Éstos eran los fantasmas de Fort Roots y había otras voces que llegaban; hombres blancos en sus albornoces de algodón, en libertad para vagar por los campos, que se pasaban el día entero esperando, observando. Convalecientes, supongo. Alguno lisa y llanamente fuera de sus cabales, otros sólo afectados de un cansancio permanente e incapaces de afrontar lo que había de vida al pie de la colina, en el vasto mundo. Nos habían visto a nosotros dos, e incluso para ellos —aparcados en un gran hospital del gobierno— se trataba de una visión inesperada. Tal vez era precisamente de eso de lo que se habían apartado.
No intentaré explicar cómo me sentí al oír sus voces burlándose de nosotros sin la protección de los árboles recalentados. Todos parecían reír. Lo que sentí no era bueno, aunque, en un despiadado instante, comprendí todo lo que había que saber y ya debería haber sabido. También sé que lo que yo sentí no es lo mismo que sintió Chester Matthews. Para él era distinto. Sin embargo, no levantó la vista de la bola. Simplemente continuó con su protocolo de golf: la cabeza baja, los hombros rectos, las rodillas flexionadas, pero cómodas.
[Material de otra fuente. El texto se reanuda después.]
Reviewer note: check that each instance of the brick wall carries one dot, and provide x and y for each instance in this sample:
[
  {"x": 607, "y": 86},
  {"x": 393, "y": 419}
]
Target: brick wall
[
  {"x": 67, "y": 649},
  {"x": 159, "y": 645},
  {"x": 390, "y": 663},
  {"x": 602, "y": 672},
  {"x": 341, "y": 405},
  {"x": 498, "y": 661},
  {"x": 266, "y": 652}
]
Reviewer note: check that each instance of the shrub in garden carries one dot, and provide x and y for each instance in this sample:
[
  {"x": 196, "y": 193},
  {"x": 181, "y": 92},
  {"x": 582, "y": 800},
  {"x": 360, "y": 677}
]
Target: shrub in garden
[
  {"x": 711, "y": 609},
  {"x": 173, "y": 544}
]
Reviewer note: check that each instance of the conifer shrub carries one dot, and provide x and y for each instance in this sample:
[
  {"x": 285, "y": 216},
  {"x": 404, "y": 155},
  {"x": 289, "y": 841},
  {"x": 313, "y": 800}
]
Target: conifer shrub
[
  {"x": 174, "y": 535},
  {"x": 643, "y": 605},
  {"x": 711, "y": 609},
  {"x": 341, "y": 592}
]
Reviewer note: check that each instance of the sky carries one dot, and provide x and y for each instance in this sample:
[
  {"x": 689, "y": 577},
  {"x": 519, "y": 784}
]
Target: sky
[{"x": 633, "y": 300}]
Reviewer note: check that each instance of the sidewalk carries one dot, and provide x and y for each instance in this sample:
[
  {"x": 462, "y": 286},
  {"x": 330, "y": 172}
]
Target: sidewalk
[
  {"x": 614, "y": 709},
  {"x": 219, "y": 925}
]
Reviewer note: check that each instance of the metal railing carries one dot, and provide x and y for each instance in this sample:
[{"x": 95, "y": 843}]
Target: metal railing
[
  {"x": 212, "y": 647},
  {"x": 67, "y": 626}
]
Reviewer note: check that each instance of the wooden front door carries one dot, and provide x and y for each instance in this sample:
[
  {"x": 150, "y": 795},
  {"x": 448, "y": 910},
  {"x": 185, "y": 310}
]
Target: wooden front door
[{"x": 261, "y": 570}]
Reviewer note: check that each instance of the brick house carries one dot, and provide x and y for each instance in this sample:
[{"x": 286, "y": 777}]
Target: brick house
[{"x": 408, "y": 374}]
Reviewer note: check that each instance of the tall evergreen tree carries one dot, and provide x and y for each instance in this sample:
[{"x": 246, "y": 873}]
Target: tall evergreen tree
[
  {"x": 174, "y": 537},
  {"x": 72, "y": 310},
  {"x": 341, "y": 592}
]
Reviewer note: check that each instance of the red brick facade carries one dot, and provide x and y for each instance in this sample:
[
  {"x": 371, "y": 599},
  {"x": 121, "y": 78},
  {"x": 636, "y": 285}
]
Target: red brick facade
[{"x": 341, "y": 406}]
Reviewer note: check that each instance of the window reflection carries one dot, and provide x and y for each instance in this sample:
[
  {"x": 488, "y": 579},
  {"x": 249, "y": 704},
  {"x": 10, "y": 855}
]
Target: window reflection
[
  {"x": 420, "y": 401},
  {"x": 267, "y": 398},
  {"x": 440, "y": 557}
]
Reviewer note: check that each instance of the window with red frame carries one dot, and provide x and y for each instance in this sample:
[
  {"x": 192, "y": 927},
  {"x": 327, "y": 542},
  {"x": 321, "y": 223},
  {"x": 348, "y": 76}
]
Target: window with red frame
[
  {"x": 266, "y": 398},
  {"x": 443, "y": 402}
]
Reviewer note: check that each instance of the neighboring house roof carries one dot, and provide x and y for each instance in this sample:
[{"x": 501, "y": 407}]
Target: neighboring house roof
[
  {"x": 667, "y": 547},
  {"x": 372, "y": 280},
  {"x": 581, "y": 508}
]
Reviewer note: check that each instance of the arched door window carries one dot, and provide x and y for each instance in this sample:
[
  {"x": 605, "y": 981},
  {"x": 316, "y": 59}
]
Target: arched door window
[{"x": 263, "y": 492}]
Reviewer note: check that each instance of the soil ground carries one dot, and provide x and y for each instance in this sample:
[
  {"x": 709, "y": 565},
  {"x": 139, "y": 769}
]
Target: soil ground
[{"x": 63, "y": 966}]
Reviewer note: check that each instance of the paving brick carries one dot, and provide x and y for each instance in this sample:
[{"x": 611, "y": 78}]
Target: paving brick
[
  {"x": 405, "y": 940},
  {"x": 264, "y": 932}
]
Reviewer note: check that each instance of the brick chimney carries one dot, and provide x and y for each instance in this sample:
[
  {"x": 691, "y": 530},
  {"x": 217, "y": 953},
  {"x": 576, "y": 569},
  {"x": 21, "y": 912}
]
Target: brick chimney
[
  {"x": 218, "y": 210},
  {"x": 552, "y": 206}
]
No me miró ni miró a los hombres que estaban en los árboles, sino que se concentró en la hierba reseca, se relajó, inspiró y luego espiró, apretó la mano sobre el palo y ejecutó su backswing repentino, brusco y demasiado apresurado, que produjo un mal golpe del palo en la pelota, algo que había perfeccionado. Por encima de la hierba y fuera de ella, la pelota iba en dirección a la bandera, que Chester miró fijamente durante un largo instante, como si deseara que estuviera ya allí. Después, con aquel modo de andar al que le obligaban sus pies torcidos, con sus pantalones bombachos, su camisa de rombos y sus zapatos de golf, avanzó a zancadas, el palo balanceándose en su mano. Podía haber dicho: «Vamos, Dick, no les hagas caso.» Los hombres aún nos gritaban y continuaron haciéndolo durante bastante tiempo. Pero no creo que lo comentara. Creo que no dijo nada en absoluto, que simplemente siguió adelante y, que yo recuerde, nunca mencionó el episodio durante los años en que lo traté. Aquel día caluroso jugó los nueve hoyos completos. Yo cargué con sus palos por el campo. Y luego volvimos a casa.
Desde aquel día de 1960, nada me ha motivado a volver a jugar. Pero Chester Matthews, por lo que he sabido, jugó al golf hasta sus últimos días, en Saint Louis y en Chicago, en Fort Roots y en el campo público de la otra margen del río en Little Rock, cuando, no mucho tiempo después, las cosas cambiaron. El ceremonial, la seguridad, las habilidades e incluso la tranquilidad connaturales a este juego eran recursos que ayudaban a hacer más llevadera la vida, y todos estos elementos dieron a Chester Matthews opciones en un momento en que, comparativamente, no tenía muchas más. El juego puede servir para eso, supongo. Pero no es para mí. Con todo, dadas estas cualidades, le guardo cierta consideración.